In [1]:
import json
import os
import pandas as pd
from IPython.display import display
from tld import get_fld
from collections import Counter, defaultdict

In [2]:
def is_cross_domain(url1, url2):
    return url1 != url2

In [3]:
gov_dir = '..\crawl_data_gov'
news_dir = '..\crawl_data_news'
ext = 'har'
num_get_reqs_gov = 0
num_get_reqs_news = 0
num_post_reqs_gov = 0
num_post_reqs_news = 0
num_other_reqs_gov = 0
num_other_reqs_news = 0
response_codes = [301,308,302,303,307]
gov_redirection_pairs = defaultdict(set)
news_redirection_pairs = defaultdict(set)

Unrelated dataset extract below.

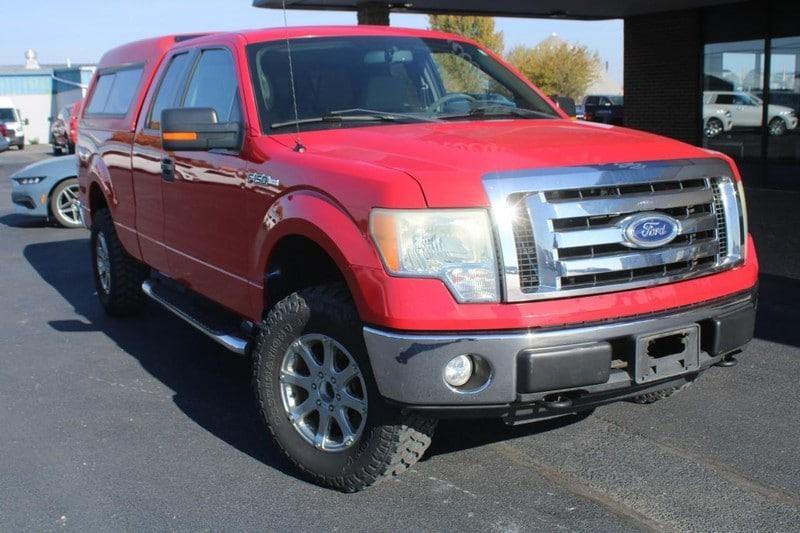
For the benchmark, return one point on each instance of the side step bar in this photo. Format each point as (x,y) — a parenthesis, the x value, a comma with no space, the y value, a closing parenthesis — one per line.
(232,342)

for file in os.listdir(gov_dir):
    if file.endswith(ext):
        with open('..\crawl_data_gov\\' + file, 'r', encoding='utf-8') as har_file:
            har_data = json.load(har_file)
            entries = har_data['log']['entries']

            for entry in entries:
                if entry['request']['method'] == "GET":
                    num_get_reqs_gov += 1
                elif entry['request']['method'] == "POST":
                    num_post_reqs_gov += 1
                else:
                    num_other_reqs_gov += 1
                
                if entry['response']['status'] in response_codes:
                    source = get_fld(entry['request']['url'])
                    target = get_fld(entry['response']['redirectURL'])
                    
                    if is_cross_domain(source, target):
                        gov_redirection_pairs[(source, target)].add(file)
    else:
        continue

for file in os.listdir(news_dir):
    if file.endswith(ext):
        with open('..\crawl_data_news\\' + file, 'r', encoding='utf-8') as har_file:
            har_data = json.load(har_file)
            entries = har_data['log']['entries']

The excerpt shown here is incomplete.